Muhsin başkanın Erbakan gibi maddi mirası yoktu ama manevi mirasının paylaşımı en az onunki kadar tırmalayıcı ve yıpratıcı oldu. Hareketin içerisinden iki parti birçok siyasi çıktı. Mustafa Destici, Selçuk Özdağ, Gültekin Uysal, Yavuz Ağıralioglu, Tuna Koç, Remzi Çayır gibi… BBP’den kopuşum bu süreçte oldu.

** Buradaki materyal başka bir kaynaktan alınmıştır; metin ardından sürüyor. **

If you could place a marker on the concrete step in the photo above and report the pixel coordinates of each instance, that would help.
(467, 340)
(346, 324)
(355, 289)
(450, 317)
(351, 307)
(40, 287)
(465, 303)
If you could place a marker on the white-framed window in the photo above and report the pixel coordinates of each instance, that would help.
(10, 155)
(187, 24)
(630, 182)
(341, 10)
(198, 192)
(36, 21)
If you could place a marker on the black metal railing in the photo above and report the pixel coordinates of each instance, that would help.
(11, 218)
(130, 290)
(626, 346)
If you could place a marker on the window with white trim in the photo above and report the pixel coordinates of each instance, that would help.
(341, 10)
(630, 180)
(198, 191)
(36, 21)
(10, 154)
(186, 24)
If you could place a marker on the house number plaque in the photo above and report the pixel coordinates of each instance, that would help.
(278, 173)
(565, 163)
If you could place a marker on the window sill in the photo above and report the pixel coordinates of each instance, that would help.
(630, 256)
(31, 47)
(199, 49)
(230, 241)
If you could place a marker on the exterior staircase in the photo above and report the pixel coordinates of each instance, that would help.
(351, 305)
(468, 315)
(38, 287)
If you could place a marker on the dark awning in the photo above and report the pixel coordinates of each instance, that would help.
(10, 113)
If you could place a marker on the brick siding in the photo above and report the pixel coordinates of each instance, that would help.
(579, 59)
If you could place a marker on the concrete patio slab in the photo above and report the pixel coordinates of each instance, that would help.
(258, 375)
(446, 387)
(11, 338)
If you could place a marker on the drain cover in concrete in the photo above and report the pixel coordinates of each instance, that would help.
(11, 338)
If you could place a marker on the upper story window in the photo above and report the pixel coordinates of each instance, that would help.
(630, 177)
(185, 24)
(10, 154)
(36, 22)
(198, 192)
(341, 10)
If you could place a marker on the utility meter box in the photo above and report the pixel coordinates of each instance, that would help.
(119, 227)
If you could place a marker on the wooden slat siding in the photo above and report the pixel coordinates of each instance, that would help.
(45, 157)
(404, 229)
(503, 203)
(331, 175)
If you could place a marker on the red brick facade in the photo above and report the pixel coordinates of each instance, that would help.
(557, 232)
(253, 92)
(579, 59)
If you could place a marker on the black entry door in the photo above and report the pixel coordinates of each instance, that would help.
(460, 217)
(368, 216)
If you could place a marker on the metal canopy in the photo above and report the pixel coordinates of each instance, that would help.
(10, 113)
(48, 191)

HÜDA PAR camiası ile yolum partinin kurulmasından önce dernekleşme sürecinde, 2010-2011 gibi Antalya’da öğretmenlik yaptığım dönemde kesişti. Derneklerin birleşmesiyle önce Mustazaf-Der, onun kapanmasından sonra 2012 Aralık ayında da HÜDA PAR kuruldu. HÜDA PAR’ın kuruluşundan itibaren partinin birçok kademesinde görev aldım.
“Bizi birleştirecek yegâne bayrak tevhid bayrağıdır”, “Allah ve Resulü dışında tartışılmazımız yoktur” diyen Yazıcıoğlu’ndan ilay-ı kelimetullahı savunan ve bunun için aynı Muhsin başkan gibi bedel ödeyen Yapıcıoğlu’na geçiş çok sıkıntı olmadı benim için. Hem bir harf için kırılmaya ne hacet.
Ayrıca koyu Sünni bir yapı içerisinde yetişmiş bir “öteki” olarak, bir Alevi olarak; bünye “çirkin ördek yavrusu” sendromuna alışık, bu duruma şerbetliydim ama Şafî/Hanefî Kürt yoğunluk içerisinde bir Türk Alevi olarak camianın içerisinde hiç “öteki” olmadım çok şükür. Belki pozitif ekstra ilgiye mazhar olmuşumdur.
“Ortak bir müşterekte buluşulamazsa gelecek nesiller de bedel ödemeye devam eder”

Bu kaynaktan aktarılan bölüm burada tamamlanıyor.